DiRAC resources used: COSMA8
A new understanding of the “canonical” model for Moon formation was provided by Kegerreis et al (2022). Our paper showed that a Moon-sized body can be immediately placed into orbit following the collision of a Mars-sized body, called Theia, with the proto-Earth.
Previous low resolution hydrodynamical simulations of this planetary collision had produced a disk of debris that would subsequently accrete to form the Moon over a timescale of years. Using the SWIFT simulation code, we were able to simulate this impact at a wide range of resolutions. Only when we included at least three million particles, which is more than previous studies had typically employed, did the initial clump of debris split into two after which the outer, Moon-sized, satellite was torqued onto a stable orbit. This moment of splitting is shown in the figure. At lower resolutions, the clump as a whole smashes back into Earth, leaving just a disk of orbiting debris.

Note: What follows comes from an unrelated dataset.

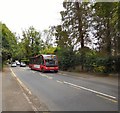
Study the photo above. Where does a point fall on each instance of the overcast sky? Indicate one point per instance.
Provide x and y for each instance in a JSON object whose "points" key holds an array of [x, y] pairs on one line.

The numerical resolution in our simulations allowed us to determine the radial variation of the provenance of material in the Moon-sized clump, with the outer layers containing at least as much proto-Earth as Theia material. Depending upon the extent of subsequent mixing within the satellite this radial variation could have a significant bearing upon the interpretation of isotope ratio measurements of lunar samples and Earth rocks. Immediately forming the Moon during a giant impact could lead to a thinner lunar magma ocean than when the Moon is entirely accreted from a diffuse disk. This would produce a thinner crust, which is what recent measurements show. Furthermore, there is more scope for imparting an orbital inclination to the Moon, relative to Earth’s equator, if it forms immediately.